Implications and Future Directions

The proposed QuickDraw-Extended dataset and the ZS-SBIR framework have pivotal implications for advancing the field of sketch-based retrieval. The methodology and findings not only advance the theoretical understanding of cross-domain representation learning but also contribute practical tools and datasets for real-world deployment. The research underscores the complexities of bridging sketch and image modalities, calling attention to the need for semantically rich and scalable datasets. The authors plan to release the dataset and model to the public, ensuring that this work facilitates further research and development in the field.

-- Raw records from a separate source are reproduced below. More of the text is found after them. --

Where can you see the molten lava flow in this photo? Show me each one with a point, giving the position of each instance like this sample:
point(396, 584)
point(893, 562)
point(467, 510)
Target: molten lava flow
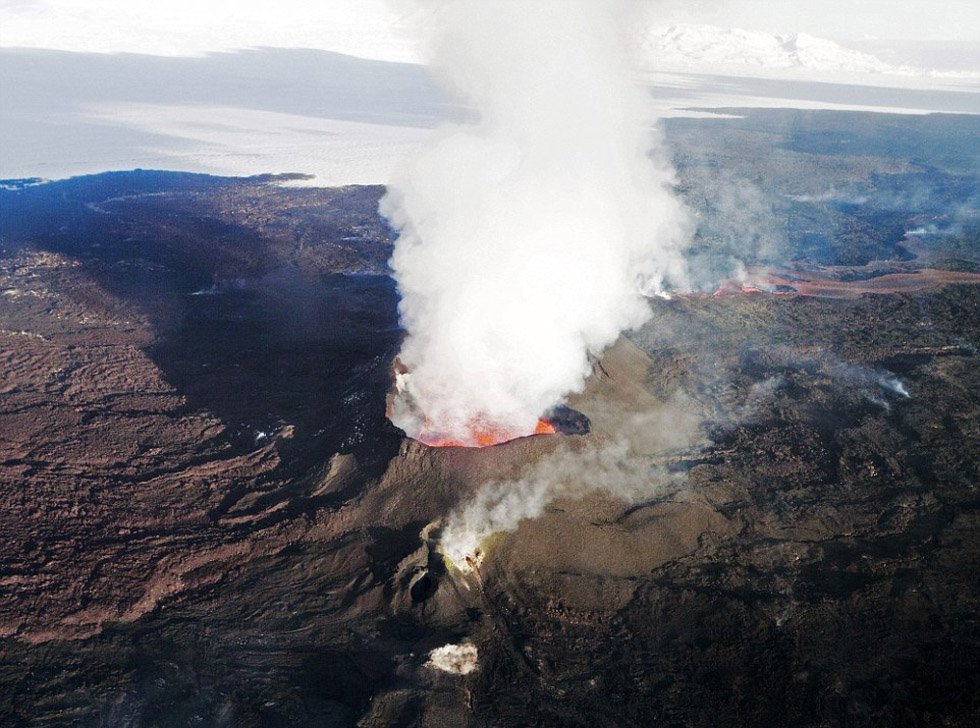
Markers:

Future exploration can focus on refining the embedding and semantic understanding to further diminish the domain gap. Additionally, exploring alternative architectures that incorporate recent advancements in deep learning and cross-modal retrieval could enhance scalability and applicability. The consideration of finer-grained distinctions within retrieval tasks, leveraging unsupervised and self-supervised learning paradigms, could further bolster the robustness and accuracy of ZS-SBIR systems.